Changing values in different columns
The following columns are all listed based on integers, which have corresponding values. In order to get better visualization, I will change all of them to strings. In specific, some values under Name column has ‘No name yet’, in order to get cleaned dataset, I change them to ‘No Name’, which are the same as null values.
-
three color columns (Color1, Color2, Color3)
-
two breed columns (breed1, breed2)
-
MaturitySize
-
FurLength
-
Vaccinated, Dewormed, Sterilized
-
Health
-
DataType
-
Gender
-
Name
Change the Color to Strings based on color_labels.csv
# train:
train[['Color1','Color2','Color3']] = train[['Color1','Color2','Color3']].replace([1,2,3,4,5,6,7], ['Black','Brown','Golden','Yellow','Cream','Gray','White'])
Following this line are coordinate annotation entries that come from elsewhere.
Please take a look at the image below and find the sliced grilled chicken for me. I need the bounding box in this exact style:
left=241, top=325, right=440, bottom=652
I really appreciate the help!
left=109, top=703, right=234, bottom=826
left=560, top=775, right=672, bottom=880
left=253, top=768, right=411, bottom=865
train[['Color1','Color2','Color3']] = train[['Color1','Color2','Color3']].replace(0,'none')
# test:
test[['Color1','Color2','Color3']] = test[['Color1','Color2','Color3']].replace([1,2,3,4,5,6,7],['Black','Brown','Golden','Yellow','Cream','Gray','White'])
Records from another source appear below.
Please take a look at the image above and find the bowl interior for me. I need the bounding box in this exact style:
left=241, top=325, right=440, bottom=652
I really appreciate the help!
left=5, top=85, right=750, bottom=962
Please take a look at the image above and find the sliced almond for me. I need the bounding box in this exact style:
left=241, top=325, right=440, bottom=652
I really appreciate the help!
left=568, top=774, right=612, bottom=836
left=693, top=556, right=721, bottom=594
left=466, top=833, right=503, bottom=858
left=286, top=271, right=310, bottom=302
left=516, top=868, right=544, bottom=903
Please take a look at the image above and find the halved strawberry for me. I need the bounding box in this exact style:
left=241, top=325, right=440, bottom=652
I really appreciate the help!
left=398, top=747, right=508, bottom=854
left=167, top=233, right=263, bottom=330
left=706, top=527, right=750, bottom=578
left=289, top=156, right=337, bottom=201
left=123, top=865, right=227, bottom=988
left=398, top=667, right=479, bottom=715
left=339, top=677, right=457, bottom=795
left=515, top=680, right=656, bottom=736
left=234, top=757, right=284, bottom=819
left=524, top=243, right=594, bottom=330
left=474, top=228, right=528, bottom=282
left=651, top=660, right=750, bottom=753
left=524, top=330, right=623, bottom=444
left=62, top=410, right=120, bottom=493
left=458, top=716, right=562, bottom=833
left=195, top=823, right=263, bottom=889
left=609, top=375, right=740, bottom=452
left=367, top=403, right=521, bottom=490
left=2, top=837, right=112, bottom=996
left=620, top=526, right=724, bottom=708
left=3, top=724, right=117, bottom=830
test[['Color1','Color2','Color3']] = test[['Color1','Color2','Color3']].replace(0,'none')
# df:
df[['Color1','Color2','Color3']] = df[['Color1','Color2','Color3']].replace([1,2,3,4,5,6,7],['Black','Brown','Golden','Yellow','Cream','Gray','White'])
df[['Color1','Color2','Color3']] = df[['Color1','Color2','Color3']].replace(0,'none')
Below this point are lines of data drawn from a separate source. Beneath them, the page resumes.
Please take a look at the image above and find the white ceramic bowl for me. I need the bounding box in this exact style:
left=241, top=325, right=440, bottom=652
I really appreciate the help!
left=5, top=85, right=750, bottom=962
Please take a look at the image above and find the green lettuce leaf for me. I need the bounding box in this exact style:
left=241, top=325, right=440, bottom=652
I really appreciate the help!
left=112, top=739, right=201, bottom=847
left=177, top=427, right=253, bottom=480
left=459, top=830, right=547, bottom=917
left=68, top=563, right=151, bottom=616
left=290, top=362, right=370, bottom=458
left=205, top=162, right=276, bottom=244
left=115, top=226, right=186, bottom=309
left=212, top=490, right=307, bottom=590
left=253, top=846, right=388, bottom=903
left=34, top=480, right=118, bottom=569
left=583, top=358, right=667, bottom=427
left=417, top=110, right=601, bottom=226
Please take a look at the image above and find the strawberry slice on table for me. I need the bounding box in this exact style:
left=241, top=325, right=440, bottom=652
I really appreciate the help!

Change the top 5 dog/cat breeds to names
# train:
train[['Breed1','Breed2']] = train[['Breed1','Breed2']].replace([307,179,205,109,20],['Mixed breeds','Poddle','Shih Tzu','Golden Retriever','Ibizan Hound'])
train[['Breed1','Breed2']] = train[['Breed1','Breed2']].replace([266,265,264,299,292],['Domestic short hair','Domestic medium hair','Domestic long hair','Tabby','Siamese'])
# test:
test[['Breed1','Breed2']] = test[['Breed1','Breed2']].replace([307,179,205,109,20],['Mixed breeds','Poddle','Shih Tzu','Golden Retriever','Ibizan Hound'])
test[['Breed1','Breed2']] = test[['Breed1','Breed2']].replace([266,265,264,299,292],['Domestic short hair','Domestic medium hair','Domestic long hair','Tabby','Siamese'])
# df:
df[['Breed1','Breed2']] = df[['Breed1','Breed2']].replace([307,179,205,109,20],['Mixed breeds','Poddle','Shih Tzu','Golden Retriever','Ibizan Hound'])
df[['Breed1','Breed2']] = df[['Breed1','Breed2']].replace([266,265,264,299,292],['Domestic short hair','Domestic medium hair','Domestic long hair','Tabby','Siamese'])
Change the Maturity Size
1 = Small, 2 = Medium, 3 = Large, 4 = Extra Large, 0 = Not Sure
# train:
train[['MaturitySize']] = train[['MaturitySize']].replace([0,1,2,3,4],['Not Sure','Small','Medium','Large','Extra Large'])
#test:
test[['MaturitySize']] = test[['MaturitySize']].replace([0,1,2,3,4],['Not Sure','Small','Medium','Large','Extra Large'])
#df:
df[['MaturitySize']] = df[['MaturitySize']].replace([0,1,2,3,4],['Not Sure','Small','Medium','Large','Extra Large'])
Change the Fur Length
1 = Short, 2 = Medium, 3 = Long, 0 = Not Sure
# train:
train[['FurLength']] = train[['FurLength']].replace([0,1,2,3],['Not Sure','Short','Medium','Long'])
# test:
test[['FurLength']] = test[['FurLength']].replace([0,1,2,3],['Not Sure','Short','Medium','Long'])
# df:
df[['FurLength']] = df[['FurLength']].replace([0,1,2,3],['Not Sure','Short','Medium','Long'])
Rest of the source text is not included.